Evolution of the Band as the Brand

Transmedia storytelling in the music industry, where did it come from and who’s doing it best?

The origins of the approach of dispersing different information across varying platforms dates back to the 1960’s, but nothing like what we see in today’s musical industry. In 1968, if you reached into the front sleeve of the BeatlesWhite Album, there were four glossy, high-quality prints – portraits of the stars, George Harrison, John Lennon, Sir Paul McCartney and Ringo Starr, something fans could cherish for a lifetime. Something so simple, this was quite possibly the opening chapter of the band’s transmedia narrative.

From the simple additions of hardcopy momentums through to the extreme social media interactions, today, it can easily be seen how drastically transmedia storytelling, in the music industry, has evolved.

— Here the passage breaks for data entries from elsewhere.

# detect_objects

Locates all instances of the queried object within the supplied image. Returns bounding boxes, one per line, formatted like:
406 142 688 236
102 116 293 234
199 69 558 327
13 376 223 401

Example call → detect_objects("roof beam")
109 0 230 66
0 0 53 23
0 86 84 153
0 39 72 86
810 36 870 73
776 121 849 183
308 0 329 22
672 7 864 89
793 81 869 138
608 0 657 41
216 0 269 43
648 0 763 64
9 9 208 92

1986 brought about a significant transmedia narrative from a group of 5 rappers, known as N.W.A, who released their studio album, which lead them to, in 1988, the release of an award-winning film, Straight Outta Compton, named after their album. Through the police brutality and social-pressures that the 5 black teens were facing, their music was recognised as quite political and controversial, though, they became an incredible success. The film was awarded ‘Best Academy Screenplay’ and acknowledged for recognising the political and racist ordeals which were occurring. N.W.A’s Straight Outta Compton has also been somewhat related to the hashtag #blacklivesmatter, which came about in 2014, when two dark men when were killed during encounters with police. The revolutionary film brings about questions regarding the responsibilities of the rap artists in bearing witness to problems which affected their communities, much similar to that of the problems related to the #blacklivesmatter hashtag. Straight Outta Compton and N.W.A’s transmedia narrative lives on, to this day.

Musical talents have a way of subtly intriguing their fans by developing these transmedia narratives, so much so that we don’t even know we’re part of it. Dating back to something, I, myself, might be a little more familiar with, is the immersion of the use of transmedia storytelling in 2008. Flaming Lips, an alternative rock band that, seemingly, revolutionarily released a full-length movie titled Christmas on Mars, although the film was a commercial failure, the appreciation and recognition they received from fans, from directing the feature, sent them flying into the annals of transmedia storytelling history.

Jay-Z, a hip-hop megastar furthered the concept of transmedia storytelling within the musical industry where he released an alternative reality game for his autobiography, Decoded. This was an incredible step towards allowing fans to interact with and understand the work and personal life of the celebrity, through transmedia storytelling. This book was an incredible and intricate piece of art where participants literally decoded the lyrics to his songs to unlock details about Jay-Z’s personal life, where each page of the novel was spread across different locations throughout New York and London, something dedicated fans would be fascinated by. The virtual game gave clues and the fans revealed information allowing them to walk through the artists’ life as it happened. Amazing.

The trail of transmedia storytelling and its eventual inclusion of these concepts into different artists’ work is continuously increasing and improving with each new release. The stage has been set and bar raised higher and higher, specifically for reasonably new star, Childish Gambino, an artist who I am almost too familiar with. Childish Gambino is no stranger to the transmedia storytelling concept, though, as through his release of ‘Awaken, My Love!’, the studio album, it is expected to have accompaniment of a virtual reality film expected to be able to be experienced through a virtual reality headset, sooner rather than later.